Cris Naumovs: Foi tudo muito rápido. Às vezes brinco com minha terapeuta que sou uma criança de 6 anos na sala de reunião da diretoria. Em 2018, com as revistas fechando, eu decidi sair do jornalismo e hoje estou aqui, algo que não planejei. A [editora] Abril estava passando por aquele tsunami, eu estava na direção da revista Cosmopolitan e pensei que não queria voltar a viver aquilo. Ao mesmo tempo, já tinha 40 anos, não era mais uma garotinha. Tinha muita experiência, mas não tinha grana guardada, então não eram muitas as opções. O primeiro trabalho que apareceu foi na consultoria Mesa, que eu amei e que me fez perceber que poderia trabalhar para empresas. E daí fui dar consultoria para a Ambev. Eu usei o que eu sei fazer bem, que é ouvir e perguntar. Tenho muitas perguntas e vou sempre recorrendo a quem sabe a resposta. E assim fui criando relações para me ajudar a tirar essas dúvidas. Acho que isso fez parte da minha transição. A minha relação com o Gordilho e o Santoro começou como uma espécie de mentoria e foi evoluindo. Eles me chamaram para conversar, fomos pensando o que poderia ser por um ano até que veio essa ideia.
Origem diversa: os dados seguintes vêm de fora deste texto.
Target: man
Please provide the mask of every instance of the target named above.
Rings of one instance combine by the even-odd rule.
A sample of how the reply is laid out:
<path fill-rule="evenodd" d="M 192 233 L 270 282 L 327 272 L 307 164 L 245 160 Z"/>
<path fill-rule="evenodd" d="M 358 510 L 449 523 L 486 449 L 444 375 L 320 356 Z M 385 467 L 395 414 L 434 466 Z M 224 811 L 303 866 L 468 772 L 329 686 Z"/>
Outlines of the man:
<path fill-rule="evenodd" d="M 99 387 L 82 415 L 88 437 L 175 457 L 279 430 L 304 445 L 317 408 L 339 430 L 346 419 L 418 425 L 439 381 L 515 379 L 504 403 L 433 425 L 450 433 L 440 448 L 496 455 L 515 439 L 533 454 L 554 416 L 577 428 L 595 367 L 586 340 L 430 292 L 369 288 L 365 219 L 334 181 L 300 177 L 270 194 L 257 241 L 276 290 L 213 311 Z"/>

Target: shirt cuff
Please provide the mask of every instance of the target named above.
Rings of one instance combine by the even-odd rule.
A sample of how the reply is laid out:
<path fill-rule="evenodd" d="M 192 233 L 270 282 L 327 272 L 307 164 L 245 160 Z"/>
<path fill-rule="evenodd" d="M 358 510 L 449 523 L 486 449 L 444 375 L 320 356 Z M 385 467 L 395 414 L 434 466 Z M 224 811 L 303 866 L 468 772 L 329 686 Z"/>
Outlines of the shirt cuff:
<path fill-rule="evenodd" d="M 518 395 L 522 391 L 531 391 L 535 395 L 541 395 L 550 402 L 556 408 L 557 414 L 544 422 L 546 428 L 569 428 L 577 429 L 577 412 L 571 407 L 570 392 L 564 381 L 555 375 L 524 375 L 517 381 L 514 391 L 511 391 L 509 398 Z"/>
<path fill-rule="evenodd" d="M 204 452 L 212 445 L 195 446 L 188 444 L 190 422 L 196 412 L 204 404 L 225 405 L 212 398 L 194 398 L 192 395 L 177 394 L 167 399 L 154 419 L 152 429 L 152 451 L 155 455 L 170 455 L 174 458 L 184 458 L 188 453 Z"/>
F: Foi uma virada radical. Como abrir esse caminho novo na sua vida profissional?
CN: Acho que é também porque eu nunca falo “não” para oportunidades. Eu não falei quando me chamaram para ser diretora da Nova [que depois virou Cosmopolitan]. Era uma revista com uma imagem ruim. Mas eu queria saber o que era possível fazer ali. Então tem um componente que é a coragem, a curiosidade e tem um tanto de ter bom ouvido. Eu não digo “não” logo de cara, por princípio. Eu tenho vontade de ouvir o que as pessoas querem falar. E também não me coloco com superioridade moral sobre outras pessoas. Geralmente estou mais disposta a construir junto em vez de entubar em alguém a minha ideia do mundo. Tudo isso foi abrindo portas e me levando aonde estou. Minhas relações são horizontais com qualquer pessoa em qualquer posição. Mesmo porque quem é estagiária hoje pode ser a minha chefe amanhã.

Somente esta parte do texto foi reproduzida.